At first she was very skeptical about his claims of flying, but he spoke so matter-of-factly of how he had gone about it that her doubt wavered. There was no gainsaying his guilt over the deformed twins-and, like her descriptions of plantation life, she heard in his words the unmistakable accuracy of the authentic.
She chided him about what he had done, and yet when he made mention of them having apparently, at least, fallen out of a tornado, she posed another surprising question. “How you know they wasn’t taken back?”
“How do you mean?” Lloyd asked, eager, of course, to find any mitigating circumstance.
“Mebbe, you didn’t do ever-thing. You was just the way it happened. The way you talk about ’em, they wasn’t from here.”
“No,” Lloyd agreed. “They were from Indiana.”
“I doan mean that, fool! I mean from somewheres else.”
“Like Mars? I don’t think so.”
“Mebbe, more places to be from than you think.”
Lloyd heard the wisdom in that.
“Some kines of knowin’ just doan answer ever question. My Papa, he had a sayin’:
I seen what the sun, the moon
And the lightning do
But no one sees the thunder
Till they learn how to
Indeed, thought Lloyd.
Learning to see the thunder is what he should have told Schelling when asked his greatest aspiration.
CHAPTER 4. Fetish
LLOYD PUT TOGETHER FOR HATTIE A SIMPLE YET VERY FUNCTIONAL all-purpose tool kit that she could keep rolled in a pinched oilskin furnace apron, with separate corn-sack pockets for each item, which he stitched himself with a heavy bagger’s needle that he had kept from St. Louis, while his parents were preparing food. (His experience with the kites had taught him a great deal, and he had the artificial hand of St. Ives in mind.)
The kit included a general lock pick that he had sharpened out of harvested wire, a jimmy made from some window flashing, a miniature hammer he had fabricated from a hickorybarrel hove and one of the large bolts from the boat rigging, a carving knife and whetstone, along with a flint and striker from the cabin crew’s quarters, an adjustable wrench he had nipped from the engine room, some lady’s sewing implements that had been left about, a small hatchet that had dropped below the boilers, a magnifying lens he made from some plucked spectacles, and an assortment of bandages and a bottle of iodine wrapped in cotton wool so that it would not break, which he had nicked from a doctor’s bag.
From this same bag he took a vial of laudanum and added to the kit the one bottle of LUCID! that survived from his medicine-show career, in case she became injured and needed pain relief. What he did not find in the bag was an item that he felt was important, and so he made one himself from one of the extra steam valves in the engineer’s room-a stethoscope.

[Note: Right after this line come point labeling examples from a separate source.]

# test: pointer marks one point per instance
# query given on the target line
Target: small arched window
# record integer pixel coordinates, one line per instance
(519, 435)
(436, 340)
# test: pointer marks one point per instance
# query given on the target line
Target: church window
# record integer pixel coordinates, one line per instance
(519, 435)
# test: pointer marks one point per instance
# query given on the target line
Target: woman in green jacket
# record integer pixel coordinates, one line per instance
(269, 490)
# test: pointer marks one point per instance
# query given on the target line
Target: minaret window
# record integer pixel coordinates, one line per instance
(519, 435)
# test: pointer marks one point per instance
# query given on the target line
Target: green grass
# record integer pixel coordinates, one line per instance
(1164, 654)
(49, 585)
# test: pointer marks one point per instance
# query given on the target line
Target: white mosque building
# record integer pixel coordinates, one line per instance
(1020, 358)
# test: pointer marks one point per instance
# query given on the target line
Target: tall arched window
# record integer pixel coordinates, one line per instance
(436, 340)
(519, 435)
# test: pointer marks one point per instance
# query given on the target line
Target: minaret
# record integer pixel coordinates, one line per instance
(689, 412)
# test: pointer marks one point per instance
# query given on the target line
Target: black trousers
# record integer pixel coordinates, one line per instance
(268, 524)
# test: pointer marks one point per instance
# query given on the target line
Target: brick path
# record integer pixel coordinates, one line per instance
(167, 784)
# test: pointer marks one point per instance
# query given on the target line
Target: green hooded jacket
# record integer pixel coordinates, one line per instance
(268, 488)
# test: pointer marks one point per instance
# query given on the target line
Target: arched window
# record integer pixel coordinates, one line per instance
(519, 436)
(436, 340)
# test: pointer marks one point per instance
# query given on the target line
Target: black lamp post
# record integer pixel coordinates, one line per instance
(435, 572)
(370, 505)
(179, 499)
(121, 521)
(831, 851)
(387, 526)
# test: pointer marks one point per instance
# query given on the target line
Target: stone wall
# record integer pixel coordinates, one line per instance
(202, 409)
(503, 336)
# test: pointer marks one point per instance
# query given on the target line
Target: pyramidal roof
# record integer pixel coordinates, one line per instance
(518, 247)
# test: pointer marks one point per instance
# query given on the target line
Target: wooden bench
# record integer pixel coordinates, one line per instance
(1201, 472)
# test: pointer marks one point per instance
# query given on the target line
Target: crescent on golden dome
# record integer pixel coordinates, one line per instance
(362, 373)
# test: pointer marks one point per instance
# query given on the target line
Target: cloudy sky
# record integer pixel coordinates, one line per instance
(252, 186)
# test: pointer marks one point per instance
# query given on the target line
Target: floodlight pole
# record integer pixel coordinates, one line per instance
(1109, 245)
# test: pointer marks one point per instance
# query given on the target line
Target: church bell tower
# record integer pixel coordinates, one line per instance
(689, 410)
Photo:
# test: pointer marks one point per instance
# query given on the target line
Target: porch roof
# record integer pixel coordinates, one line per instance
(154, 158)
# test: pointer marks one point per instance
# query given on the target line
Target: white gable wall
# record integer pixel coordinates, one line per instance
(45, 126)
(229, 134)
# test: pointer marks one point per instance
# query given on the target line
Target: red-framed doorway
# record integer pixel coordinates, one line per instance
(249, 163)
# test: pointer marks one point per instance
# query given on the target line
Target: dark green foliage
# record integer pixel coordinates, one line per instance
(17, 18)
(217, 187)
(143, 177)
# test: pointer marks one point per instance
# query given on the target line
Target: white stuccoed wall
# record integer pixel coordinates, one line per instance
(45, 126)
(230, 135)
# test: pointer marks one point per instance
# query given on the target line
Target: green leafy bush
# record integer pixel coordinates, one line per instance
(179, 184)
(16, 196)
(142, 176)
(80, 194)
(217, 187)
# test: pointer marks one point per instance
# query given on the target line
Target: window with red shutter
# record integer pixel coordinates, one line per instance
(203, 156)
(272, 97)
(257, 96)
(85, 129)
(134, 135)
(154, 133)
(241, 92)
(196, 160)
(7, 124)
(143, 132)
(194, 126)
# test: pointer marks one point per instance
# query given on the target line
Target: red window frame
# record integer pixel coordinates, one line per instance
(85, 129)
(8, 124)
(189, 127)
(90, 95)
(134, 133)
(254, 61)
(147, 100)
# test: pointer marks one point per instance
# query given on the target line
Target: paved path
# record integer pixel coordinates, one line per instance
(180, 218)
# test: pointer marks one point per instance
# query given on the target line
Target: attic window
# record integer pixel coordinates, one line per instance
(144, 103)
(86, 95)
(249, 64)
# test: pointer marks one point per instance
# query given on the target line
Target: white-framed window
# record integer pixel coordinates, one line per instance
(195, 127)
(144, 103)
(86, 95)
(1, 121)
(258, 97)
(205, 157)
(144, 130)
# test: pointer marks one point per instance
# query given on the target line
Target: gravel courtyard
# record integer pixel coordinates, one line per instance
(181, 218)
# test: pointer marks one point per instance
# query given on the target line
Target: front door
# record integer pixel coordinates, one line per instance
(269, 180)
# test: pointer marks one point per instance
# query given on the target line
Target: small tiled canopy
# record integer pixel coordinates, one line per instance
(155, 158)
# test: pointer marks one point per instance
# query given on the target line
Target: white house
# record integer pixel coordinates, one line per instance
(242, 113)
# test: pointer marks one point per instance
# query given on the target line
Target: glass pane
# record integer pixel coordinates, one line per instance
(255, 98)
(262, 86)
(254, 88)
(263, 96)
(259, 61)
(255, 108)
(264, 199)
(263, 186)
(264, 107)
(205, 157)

“What’s this for?” Hattie asked, when he proudly laid out his offerings.
“That’s for listening to sounds,” he said. “To hearts-and to the other side of walls, if you have to. I didn’t have time to make a good one. But you’ll hear better than you would on your own. And this, this is for making sounds-music-if you’re alone and need to make noise, instead of shushing all the time. To cheer yourself up.”
The final inclusion was a crude bunch of short, tensioned metal rods screwed into the base of a burgled clock with a hollowed-out hole for a resonator, which Lloyd, in what remained of his innocence, believed at that point he had invented. It was in fact a very old kind of musical instrument-what today we would call a kalimba, or African thumb piano-like a Jew’s harp but with a much wider range of tones. He had at least adjusted the rods in the precise order to create a true musical scale, and the simple strumming of these vibrating keys produced a quiet yet pleasing sound.